她哽咽在馬背上,天地不仁,溫江雪是條老狗。

她盼着天下雨,阻擋行程,可天陰着偏不下雨。

她就故意東倒西歪的亂指路希望溫江雪他們迷路,可偏迷了一會兒路溫江雪就徑直走上大道,抓了一個驛站官員問路,那官員還真他娘的認路……

康泰山之上的靜心庵,居然距離八里橋不是太遠。

她勉強撐到深夜,卻還是終於到了康泰山腳下。

山還是那座山,林森青岩青,一條青石台階蜿蜒而上,彷彿要直上青天,一直通向雲霧中的山門。

從善站在台階前,一道閃雷轟隆隆的劈在山門之上,宛若金龍乍現,聲響青山。

從善嚇的一縮腦袋後退了半步,撞在身後溫江雪的懷裏,她忙道:“要……要下雨了,我們能不能在山下的茶鋪里等一等再上山?”

溫江雪看着那壓在陰測測天色下的上山之路,笑容溢出眼角,“不,我一刻也等不及了。”他一把拉住從善就往上走。

從善被拖拽的踉蹌,每一步都如走針氈,這是通往地府的死亡之路啊……十一歲那年她隨着父親一步一步走上去,那時也是深夜,卻是朗朗月色照在腳下,她想去牽父親的手,卻是不敢。
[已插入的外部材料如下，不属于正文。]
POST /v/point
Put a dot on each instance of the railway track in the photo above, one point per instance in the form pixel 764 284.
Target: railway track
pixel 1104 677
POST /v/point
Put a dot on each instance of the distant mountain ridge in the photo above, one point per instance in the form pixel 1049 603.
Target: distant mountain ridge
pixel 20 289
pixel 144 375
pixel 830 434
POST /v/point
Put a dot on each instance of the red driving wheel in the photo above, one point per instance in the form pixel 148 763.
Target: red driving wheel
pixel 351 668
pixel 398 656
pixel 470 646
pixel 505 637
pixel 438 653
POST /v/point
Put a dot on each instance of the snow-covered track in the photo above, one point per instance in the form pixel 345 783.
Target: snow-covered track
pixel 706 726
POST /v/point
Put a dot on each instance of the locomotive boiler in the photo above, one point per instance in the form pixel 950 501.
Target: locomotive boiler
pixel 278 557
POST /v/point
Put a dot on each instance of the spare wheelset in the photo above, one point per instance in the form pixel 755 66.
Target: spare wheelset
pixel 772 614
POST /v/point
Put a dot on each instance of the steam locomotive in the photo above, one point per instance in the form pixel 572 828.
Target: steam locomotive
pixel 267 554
幾個月之前她再一次走這條山路下山,那時她發誓,這輩子再也不要踏上這條路,她連頭都沒有回,她只想快點離開,快點離開……

可她還是被逼的回頭,逼的走上這條山路。

雷聲轟隆隆的響在頭頂,她低着頭一步一步往上走,她不敢抬頭,她手指冰涼,她非常,害怕。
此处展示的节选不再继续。